A decision to publish a sketchy manuscript as a posthumous novel by the late Gabriel García Márquez would have horrified Colombia's Nobel laureate, given his painstaking devotion to the precision of the written word.

Photo of a window with a sticker of the face of Gabriel Garcia Marquez with butterfly notes at Guadalajara's International Book Fair.

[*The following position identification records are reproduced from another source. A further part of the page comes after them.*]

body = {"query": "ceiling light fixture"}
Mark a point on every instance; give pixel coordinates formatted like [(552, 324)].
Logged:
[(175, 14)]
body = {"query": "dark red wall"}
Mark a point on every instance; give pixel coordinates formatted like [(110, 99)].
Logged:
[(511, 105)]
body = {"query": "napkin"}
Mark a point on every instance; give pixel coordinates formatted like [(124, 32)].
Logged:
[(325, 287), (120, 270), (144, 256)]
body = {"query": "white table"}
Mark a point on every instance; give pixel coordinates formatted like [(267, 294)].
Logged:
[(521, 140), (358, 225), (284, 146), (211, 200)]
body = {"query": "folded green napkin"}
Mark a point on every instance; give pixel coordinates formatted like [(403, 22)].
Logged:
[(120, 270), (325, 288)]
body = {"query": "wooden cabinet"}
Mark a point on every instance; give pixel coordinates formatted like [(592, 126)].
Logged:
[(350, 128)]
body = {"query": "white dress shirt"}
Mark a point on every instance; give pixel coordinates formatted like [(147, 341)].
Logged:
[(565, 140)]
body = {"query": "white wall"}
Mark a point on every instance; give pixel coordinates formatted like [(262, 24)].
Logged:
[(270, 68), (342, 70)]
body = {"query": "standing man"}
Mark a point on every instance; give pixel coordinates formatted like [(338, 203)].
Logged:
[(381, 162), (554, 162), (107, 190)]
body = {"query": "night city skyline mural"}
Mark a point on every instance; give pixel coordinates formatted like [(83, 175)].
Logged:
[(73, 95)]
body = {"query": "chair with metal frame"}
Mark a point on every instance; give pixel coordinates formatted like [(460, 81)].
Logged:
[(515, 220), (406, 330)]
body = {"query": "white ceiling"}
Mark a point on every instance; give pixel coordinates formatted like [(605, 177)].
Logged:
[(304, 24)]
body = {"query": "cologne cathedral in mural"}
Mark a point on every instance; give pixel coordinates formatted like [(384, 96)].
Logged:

Poster of Gabriel Garcia Marquez at Guadalajara's International Book Fair.

Juan David Torres Duarte


BOGOTÁ — When a writer dies, there are several ways of administering the literary estate, depending on the ambitions of the heirs. One is to exercise a millimetric check on any use or edition of the author's works, in the manner of James Joyce's nephew, Stephen, who inherited his literary rights. He refused to let even academic papers quote from Joyce's landmark novel, Ulysses.

Or, you continue to publish the works, making small additions to their corpus, as with Italo Calvino, Samuel Beckett and Clarice Lispector, or none at all, which will probably happen with Milan Kundera and Cormac McCarthy.

Another way is to seek out every scrap of paper the author left and every little word that was jotted down — on a piece of cloth, say — and drip-feed them to publishers every two to three years with great pomp and publicity, to revive the writer's renown.

This has happened with the Argentine Julio Cortázar (who seems to have sold more books dead than alive), the French author Albert Camus (now with 200 volumes of personal and unfinished works) and with the Chilean author Roberto Bolaño. The latter's posthumous oeuvre is so abundant I am starting to wonder if his heirs haven't hired a ghost writer — typing and smoking away in some bedsit in Barcelona — to churn out "newly discovered" works.

Which group, I wonder, will our late, great novelist Gabriel García Márquez fit into?